Time Travelling Porridge Spheres

It is difficult to know what to write today. Stripped to its bare white bones I could just type: I am back.

Whilst at the Doctor Strange cryptic level, ‘I am back’ would do at a pinch as both literal truth and higher planes metaphor, it does seem insufficient after having been away for 10 nights.

Feeding a random sample of my Scottish sojourn journal entries into an online Burroughs cut-up generator to yield a stream-of-consciousness impression of the holiday yields:

Flying into remembered wounds. Bursting into harsh blue. Waterfalls with breakfast. Fourth Reich invasion of the December cold mountain turrets. Inverlair not yet sucked by cash vampires of orbiting Disney castles. The fence sung with shadow history. Echelon spires disperse the fake culture of momentary tat. Enclosures of eager pine trees and Jedburghian Texans. The ears of Mr. and Mrs. Southwell. Smiling at future kisses. Ambitious hills permitting vegetable cravings. The peasant smoke lodge of junkie-style public schoolboys. Clan ghost music battles vicious sonic booms. Tourist forgotten standing stones. The industry of time travelling porridge spheres.

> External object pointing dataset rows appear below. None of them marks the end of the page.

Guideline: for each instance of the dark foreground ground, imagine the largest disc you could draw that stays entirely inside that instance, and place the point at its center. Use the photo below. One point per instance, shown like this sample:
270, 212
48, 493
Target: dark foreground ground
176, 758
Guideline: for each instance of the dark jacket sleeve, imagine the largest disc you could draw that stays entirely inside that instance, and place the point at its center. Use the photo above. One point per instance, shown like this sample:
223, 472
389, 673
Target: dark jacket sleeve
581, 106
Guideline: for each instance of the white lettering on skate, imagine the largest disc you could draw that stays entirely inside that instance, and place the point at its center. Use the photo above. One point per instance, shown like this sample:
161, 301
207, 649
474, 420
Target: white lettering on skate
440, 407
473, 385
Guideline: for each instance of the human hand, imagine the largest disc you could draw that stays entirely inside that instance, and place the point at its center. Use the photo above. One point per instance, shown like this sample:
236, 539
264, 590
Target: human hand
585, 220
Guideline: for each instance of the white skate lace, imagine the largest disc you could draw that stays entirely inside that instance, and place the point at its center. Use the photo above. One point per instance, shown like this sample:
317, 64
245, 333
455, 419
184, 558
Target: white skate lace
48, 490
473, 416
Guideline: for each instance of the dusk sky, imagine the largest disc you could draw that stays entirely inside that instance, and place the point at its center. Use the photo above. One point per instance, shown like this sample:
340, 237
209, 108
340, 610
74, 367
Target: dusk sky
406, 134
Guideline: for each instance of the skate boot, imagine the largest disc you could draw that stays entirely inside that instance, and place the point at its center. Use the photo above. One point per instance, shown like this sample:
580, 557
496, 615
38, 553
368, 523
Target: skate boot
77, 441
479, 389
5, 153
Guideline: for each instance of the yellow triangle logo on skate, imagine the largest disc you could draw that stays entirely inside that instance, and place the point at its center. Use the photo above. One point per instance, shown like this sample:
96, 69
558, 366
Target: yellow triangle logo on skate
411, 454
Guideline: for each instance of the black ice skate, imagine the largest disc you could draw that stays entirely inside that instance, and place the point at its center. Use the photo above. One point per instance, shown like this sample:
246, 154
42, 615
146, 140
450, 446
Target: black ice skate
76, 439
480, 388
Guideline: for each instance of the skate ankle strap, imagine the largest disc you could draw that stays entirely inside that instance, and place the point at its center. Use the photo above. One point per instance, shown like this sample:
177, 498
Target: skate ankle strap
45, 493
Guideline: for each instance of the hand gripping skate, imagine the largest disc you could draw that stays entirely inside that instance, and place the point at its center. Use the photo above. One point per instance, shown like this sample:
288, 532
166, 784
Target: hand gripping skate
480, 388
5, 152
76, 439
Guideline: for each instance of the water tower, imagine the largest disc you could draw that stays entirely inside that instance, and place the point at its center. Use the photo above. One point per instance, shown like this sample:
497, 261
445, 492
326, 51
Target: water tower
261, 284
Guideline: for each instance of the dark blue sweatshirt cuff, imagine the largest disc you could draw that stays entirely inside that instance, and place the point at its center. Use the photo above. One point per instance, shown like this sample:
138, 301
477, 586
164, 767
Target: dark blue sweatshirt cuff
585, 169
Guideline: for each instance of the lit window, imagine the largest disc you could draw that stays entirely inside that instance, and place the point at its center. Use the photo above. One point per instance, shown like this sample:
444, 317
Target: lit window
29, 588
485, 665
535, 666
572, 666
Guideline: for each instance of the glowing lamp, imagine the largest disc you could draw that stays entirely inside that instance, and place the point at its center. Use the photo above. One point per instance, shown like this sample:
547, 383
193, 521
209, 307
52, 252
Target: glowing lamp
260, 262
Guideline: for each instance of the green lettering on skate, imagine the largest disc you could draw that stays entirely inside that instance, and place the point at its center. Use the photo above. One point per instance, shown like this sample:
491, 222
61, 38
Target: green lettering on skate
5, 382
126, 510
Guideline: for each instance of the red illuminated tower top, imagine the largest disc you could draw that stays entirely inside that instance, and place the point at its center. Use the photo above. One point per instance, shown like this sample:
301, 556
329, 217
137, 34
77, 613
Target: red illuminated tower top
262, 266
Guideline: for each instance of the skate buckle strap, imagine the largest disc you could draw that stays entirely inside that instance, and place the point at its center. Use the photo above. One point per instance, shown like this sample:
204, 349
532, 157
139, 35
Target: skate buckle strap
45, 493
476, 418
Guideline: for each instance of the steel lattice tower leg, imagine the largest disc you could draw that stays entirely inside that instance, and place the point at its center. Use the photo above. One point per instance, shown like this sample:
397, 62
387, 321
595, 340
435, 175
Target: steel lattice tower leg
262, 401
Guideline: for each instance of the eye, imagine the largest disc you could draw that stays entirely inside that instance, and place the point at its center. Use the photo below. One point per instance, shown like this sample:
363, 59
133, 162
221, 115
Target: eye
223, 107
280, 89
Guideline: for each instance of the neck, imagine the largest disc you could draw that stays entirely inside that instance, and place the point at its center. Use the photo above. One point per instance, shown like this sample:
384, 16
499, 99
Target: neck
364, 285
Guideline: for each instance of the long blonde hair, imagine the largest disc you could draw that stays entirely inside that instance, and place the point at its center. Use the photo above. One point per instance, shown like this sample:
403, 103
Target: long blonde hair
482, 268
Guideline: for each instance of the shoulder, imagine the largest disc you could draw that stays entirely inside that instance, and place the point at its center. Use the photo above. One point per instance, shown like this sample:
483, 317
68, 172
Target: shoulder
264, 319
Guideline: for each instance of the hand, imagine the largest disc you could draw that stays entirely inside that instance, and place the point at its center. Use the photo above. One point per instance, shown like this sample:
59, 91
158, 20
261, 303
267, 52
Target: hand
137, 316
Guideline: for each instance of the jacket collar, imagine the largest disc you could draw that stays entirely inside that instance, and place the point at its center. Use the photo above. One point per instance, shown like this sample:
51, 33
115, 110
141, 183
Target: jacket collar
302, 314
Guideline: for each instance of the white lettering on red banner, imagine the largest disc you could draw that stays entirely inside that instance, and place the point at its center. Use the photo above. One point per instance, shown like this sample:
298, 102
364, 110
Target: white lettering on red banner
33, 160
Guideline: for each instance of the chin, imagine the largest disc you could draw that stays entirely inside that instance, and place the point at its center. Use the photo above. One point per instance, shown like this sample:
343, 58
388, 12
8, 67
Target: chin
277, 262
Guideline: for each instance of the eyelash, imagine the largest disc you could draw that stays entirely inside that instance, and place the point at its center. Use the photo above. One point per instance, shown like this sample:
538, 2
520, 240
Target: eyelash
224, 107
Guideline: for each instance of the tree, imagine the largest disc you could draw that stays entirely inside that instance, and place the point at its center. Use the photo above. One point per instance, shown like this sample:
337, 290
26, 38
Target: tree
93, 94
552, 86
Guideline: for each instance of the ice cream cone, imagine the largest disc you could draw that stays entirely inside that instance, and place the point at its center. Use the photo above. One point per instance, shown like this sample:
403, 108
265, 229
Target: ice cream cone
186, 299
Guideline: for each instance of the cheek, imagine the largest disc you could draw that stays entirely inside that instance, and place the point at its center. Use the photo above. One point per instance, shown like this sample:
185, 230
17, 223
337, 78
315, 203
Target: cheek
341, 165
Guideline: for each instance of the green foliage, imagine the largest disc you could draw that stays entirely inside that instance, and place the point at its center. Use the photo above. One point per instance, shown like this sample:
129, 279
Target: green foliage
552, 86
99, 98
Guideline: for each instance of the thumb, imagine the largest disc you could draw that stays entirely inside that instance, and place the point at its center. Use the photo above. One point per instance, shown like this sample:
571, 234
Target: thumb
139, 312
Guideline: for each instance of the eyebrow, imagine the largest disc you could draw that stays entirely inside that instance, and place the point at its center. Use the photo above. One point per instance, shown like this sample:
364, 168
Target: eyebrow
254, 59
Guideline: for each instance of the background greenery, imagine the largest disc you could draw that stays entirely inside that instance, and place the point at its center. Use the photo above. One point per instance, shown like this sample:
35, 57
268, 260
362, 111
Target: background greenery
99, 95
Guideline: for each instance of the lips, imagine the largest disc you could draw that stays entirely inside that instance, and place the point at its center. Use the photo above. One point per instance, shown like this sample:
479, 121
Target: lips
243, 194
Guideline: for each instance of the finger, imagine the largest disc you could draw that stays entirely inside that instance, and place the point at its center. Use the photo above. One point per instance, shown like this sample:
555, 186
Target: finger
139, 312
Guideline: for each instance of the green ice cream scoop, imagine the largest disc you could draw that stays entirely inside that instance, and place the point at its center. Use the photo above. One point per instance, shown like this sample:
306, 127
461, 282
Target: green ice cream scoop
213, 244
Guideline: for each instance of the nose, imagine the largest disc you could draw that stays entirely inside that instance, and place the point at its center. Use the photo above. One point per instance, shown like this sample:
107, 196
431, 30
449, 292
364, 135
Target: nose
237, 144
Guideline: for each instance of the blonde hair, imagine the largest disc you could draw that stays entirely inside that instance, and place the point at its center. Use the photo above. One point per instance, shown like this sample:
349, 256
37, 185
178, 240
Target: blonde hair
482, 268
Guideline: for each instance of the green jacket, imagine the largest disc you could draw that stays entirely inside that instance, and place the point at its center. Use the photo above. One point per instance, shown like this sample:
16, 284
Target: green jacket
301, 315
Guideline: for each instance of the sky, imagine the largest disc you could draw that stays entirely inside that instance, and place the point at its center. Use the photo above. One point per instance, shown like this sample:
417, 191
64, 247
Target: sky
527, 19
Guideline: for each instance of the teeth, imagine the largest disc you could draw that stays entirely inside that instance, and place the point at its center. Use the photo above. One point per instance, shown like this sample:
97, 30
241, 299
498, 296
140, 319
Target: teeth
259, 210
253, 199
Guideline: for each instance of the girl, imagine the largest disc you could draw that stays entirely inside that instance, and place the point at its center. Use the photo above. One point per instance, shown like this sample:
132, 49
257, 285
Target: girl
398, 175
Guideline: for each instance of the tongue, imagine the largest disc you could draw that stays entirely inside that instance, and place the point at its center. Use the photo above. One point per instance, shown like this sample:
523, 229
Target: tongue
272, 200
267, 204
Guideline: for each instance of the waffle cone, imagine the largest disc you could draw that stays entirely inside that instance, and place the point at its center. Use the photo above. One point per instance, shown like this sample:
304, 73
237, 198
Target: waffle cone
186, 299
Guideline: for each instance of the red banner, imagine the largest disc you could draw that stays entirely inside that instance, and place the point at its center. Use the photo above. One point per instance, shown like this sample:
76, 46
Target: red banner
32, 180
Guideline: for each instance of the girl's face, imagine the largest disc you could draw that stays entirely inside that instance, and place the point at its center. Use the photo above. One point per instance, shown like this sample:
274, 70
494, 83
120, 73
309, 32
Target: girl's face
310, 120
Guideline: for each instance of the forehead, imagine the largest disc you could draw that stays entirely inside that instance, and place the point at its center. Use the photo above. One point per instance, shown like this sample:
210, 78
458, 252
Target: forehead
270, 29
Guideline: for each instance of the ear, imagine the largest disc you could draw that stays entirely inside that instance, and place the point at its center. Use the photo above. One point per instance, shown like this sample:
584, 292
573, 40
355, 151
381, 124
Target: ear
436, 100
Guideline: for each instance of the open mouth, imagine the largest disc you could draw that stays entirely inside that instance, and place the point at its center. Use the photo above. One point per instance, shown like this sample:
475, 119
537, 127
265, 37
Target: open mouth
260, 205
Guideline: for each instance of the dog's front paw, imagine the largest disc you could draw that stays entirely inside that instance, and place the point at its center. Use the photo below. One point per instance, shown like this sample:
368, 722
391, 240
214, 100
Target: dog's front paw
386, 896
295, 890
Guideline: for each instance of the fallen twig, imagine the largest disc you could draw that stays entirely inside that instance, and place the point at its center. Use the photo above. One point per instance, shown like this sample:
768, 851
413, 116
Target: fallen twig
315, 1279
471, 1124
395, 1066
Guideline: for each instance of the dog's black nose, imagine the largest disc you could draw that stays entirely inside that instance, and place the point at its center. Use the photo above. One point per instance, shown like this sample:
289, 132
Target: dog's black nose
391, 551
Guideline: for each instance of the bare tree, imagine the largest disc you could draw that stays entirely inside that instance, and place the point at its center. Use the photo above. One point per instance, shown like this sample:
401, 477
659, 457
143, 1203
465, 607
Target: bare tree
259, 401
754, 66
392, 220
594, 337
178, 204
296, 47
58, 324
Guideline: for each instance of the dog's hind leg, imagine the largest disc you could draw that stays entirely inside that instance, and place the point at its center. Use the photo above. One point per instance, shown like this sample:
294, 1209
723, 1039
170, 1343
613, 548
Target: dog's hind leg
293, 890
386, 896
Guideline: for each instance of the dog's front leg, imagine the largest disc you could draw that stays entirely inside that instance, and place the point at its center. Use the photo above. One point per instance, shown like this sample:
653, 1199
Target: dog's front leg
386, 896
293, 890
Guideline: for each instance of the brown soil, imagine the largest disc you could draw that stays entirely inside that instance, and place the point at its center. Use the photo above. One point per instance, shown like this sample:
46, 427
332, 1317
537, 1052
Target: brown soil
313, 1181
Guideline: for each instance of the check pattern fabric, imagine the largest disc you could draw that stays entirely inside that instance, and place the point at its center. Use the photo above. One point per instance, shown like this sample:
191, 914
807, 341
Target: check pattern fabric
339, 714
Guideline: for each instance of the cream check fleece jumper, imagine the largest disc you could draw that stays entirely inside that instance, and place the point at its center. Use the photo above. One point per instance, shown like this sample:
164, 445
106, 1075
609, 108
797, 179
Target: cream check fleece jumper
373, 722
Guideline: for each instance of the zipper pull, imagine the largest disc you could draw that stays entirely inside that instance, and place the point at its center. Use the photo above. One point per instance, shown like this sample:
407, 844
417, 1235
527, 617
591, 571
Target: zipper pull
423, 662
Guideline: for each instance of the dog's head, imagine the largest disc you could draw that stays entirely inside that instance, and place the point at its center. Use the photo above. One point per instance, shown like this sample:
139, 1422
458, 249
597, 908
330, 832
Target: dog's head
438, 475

Whilst the above passages reads like nonsense and the last sentence demonstrates why cut-ups can be of limited practical value to a writer, I was planning proper entries, wordscapes and pictures relating to my trip.

However, I am now not sure if they will go up. Travel is often transforming and intensely personal, making it potentially boring to read about. It is just conceivable a few people might enjoy hearing about the Harry Potter viaduct, how to punch a fulmar, Eradour Distillery or my Tomb of Eagles dream, but at the moment I am not convinced the world needs a piece of ‘what I did on my holidays’ writing from me.